Emerging IoT presents major cybersecurity challenges
Senator Markey points to the lack of security in automobile systems as an area of increased concern. At least as far back as 2010, researchers published information on successful wireless attacks on automobile systems. Initial hacks focused on door lacks and remote start systems. As car manufacturers roll out increasingly automated systems for collision avoidance, off-board monitoring of internal systems, and vehicle-to-vehicle communications systems the potential number of entry points for hackers and malicious software increases. In 2013, two hackers demonstrated they could take control of steering and braking systems of popular Ford and Toyota cars. The vulnerability of cars depends on the system architecture and wireless connection points like Bluetooth and cellular connections points. Phones connected to cars offer another vector for insertion of malware.

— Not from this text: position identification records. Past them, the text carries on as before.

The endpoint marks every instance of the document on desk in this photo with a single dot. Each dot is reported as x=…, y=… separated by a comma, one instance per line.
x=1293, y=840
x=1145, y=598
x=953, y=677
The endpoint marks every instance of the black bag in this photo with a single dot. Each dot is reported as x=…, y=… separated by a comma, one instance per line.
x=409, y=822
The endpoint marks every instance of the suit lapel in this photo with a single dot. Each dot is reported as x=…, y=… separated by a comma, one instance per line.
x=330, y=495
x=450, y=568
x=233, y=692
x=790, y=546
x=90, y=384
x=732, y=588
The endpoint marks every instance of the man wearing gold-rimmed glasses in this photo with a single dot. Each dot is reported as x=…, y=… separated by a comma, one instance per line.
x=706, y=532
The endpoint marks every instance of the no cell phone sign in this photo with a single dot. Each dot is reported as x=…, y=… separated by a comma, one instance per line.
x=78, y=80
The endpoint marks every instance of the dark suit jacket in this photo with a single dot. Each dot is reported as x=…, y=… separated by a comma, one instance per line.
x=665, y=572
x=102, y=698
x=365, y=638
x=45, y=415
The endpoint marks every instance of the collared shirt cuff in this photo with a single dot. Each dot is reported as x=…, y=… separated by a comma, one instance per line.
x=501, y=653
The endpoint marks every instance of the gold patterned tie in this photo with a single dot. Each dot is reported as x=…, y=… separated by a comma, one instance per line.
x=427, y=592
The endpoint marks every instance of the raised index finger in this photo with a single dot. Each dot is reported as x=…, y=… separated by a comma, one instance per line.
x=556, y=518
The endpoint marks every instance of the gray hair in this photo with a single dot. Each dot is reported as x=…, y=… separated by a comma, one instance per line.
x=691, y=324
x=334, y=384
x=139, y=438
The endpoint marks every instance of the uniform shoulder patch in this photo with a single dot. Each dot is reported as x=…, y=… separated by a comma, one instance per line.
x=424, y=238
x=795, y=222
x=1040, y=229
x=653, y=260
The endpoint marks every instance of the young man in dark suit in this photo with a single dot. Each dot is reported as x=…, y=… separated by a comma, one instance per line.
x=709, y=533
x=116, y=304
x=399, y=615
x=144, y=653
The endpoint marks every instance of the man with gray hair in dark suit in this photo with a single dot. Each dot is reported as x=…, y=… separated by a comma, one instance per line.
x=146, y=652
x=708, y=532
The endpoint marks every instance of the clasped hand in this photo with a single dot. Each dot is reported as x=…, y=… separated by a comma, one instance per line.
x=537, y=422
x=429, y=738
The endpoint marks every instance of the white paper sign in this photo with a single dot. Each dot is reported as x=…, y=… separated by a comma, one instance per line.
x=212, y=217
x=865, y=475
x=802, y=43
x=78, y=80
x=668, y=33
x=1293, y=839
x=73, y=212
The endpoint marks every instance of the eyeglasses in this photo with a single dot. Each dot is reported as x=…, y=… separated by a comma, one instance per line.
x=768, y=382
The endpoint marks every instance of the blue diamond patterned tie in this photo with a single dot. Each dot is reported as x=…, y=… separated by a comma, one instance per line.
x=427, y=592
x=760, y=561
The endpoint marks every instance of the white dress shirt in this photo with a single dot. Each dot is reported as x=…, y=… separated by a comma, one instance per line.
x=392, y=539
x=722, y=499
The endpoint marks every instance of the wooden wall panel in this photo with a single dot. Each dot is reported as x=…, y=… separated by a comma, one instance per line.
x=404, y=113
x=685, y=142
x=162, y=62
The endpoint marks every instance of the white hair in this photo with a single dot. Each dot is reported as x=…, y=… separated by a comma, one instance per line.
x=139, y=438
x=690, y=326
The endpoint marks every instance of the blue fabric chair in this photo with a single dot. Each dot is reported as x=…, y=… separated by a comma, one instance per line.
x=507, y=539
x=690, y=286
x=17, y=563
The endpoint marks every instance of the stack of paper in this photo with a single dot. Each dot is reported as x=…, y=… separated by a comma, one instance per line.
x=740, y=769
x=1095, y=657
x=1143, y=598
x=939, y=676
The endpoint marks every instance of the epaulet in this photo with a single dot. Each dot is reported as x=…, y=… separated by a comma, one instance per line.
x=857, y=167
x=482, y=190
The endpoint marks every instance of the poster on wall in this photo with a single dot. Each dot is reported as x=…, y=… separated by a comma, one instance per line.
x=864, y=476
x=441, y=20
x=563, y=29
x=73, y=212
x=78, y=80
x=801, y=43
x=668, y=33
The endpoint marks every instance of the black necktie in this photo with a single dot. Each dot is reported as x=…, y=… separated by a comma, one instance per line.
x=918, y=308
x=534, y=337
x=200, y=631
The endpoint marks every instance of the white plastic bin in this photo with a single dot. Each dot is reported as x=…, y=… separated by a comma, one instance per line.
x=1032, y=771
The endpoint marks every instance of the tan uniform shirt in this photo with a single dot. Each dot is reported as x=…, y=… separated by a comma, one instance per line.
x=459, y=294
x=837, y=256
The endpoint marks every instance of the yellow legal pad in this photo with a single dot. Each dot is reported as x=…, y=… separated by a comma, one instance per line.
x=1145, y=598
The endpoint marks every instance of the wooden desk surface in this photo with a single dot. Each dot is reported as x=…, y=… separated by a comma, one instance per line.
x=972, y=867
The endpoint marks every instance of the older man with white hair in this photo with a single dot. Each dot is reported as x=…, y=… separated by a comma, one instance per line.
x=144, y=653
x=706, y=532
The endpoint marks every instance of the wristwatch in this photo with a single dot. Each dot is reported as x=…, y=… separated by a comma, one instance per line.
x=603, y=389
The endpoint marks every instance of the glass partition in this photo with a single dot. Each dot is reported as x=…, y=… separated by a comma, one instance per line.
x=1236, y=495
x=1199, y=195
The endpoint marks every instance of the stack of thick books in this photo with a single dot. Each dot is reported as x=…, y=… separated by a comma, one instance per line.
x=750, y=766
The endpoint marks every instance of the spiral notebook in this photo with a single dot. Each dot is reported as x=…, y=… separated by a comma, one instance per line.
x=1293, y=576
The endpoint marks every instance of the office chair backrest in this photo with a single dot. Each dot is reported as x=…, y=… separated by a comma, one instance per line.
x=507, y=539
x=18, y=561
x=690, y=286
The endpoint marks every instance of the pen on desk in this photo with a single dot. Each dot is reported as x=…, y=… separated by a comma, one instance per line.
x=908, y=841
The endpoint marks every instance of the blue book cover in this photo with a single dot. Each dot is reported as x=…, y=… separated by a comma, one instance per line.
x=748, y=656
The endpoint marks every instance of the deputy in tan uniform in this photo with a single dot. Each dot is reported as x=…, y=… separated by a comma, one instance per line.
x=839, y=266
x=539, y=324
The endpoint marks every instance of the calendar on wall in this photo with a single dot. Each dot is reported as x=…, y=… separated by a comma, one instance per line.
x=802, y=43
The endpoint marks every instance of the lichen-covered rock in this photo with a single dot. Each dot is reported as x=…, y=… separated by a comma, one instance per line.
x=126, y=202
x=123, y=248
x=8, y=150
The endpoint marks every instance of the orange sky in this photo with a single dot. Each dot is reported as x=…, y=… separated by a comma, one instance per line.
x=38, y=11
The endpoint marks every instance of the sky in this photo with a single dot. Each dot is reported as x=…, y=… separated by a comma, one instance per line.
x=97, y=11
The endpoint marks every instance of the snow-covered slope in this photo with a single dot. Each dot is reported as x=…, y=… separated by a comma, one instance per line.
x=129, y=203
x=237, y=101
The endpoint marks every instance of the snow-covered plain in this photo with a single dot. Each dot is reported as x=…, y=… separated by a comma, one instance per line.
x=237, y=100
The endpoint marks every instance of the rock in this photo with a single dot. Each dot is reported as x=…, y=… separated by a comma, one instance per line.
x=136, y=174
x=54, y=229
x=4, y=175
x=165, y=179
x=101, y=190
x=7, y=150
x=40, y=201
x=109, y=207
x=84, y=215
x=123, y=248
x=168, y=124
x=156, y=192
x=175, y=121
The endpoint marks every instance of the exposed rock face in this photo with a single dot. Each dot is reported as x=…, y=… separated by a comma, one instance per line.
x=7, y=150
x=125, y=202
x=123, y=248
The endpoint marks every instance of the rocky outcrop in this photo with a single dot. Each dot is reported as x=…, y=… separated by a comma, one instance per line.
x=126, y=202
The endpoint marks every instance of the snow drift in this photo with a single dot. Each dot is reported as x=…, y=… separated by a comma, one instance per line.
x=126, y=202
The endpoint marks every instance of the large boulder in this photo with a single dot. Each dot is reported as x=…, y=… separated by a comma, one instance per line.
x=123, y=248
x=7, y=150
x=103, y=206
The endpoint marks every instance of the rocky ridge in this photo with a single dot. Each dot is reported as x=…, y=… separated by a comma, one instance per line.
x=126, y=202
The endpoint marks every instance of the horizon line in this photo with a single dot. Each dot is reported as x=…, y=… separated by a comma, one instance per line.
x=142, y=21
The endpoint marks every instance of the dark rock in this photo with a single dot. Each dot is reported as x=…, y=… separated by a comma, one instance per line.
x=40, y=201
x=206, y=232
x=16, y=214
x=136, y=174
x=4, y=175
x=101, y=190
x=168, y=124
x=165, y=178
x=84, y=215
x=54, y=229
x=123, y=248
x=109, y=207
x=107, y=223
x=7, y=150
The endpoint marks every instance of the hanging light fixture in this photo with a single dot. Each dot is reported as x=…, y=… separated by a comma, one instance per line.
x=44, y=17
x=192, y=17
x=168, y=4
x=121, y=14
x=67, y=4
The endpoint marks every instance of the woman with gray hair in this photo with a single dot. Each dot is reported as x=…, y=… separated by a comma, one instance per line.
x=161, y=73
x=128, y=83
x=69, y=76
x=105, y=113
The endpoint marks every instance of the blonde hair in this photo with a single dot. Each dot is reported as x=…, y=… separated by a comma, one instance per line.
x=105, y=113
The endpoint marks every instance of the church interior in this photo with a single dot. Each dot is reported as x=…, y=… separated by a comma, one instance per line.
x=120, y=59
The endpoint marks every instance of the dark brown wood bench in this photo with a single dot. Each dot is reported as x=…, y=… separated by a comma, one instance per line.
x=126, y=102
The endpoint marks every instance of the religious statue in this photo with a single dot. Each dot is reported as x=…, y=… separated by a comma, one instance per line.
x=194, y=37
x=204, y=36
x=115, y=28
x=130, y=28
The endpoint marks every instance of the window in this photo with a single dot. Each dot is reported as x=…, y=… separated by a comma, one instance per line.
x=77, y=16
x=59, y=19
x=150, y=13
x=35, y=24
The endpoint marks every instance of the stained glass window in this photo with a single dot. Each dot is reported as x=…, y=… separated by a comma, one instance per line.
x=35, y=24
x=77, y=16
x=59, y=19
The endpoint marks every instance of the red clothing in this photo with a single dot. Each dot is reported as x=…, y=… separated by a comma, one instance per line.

Similar risks are involved with other web-enable consumer devices. Nest thermostats, IP enabled cameras, and even refrigerators have been hacked. Additionally, cars and home devices have the ability to accumulate large amounts of personal data. The issues of privacy rights to that data remain to be determined. The I Am the Calvary group has called for the auto industry to adopt security best practices on a voluntary basis. If industries building web enabled and high tech devices fail to voluntarily adopt better security practices, law and regulations may force them to take action.
For individuals it is important to understand what risks you are assuming by buying and using high-tech web enabled devices. As technology advances, the threats change. While a car is not normally considered a piece of critical infrastructure, if your car is hacked while you are driving, it is critical to you.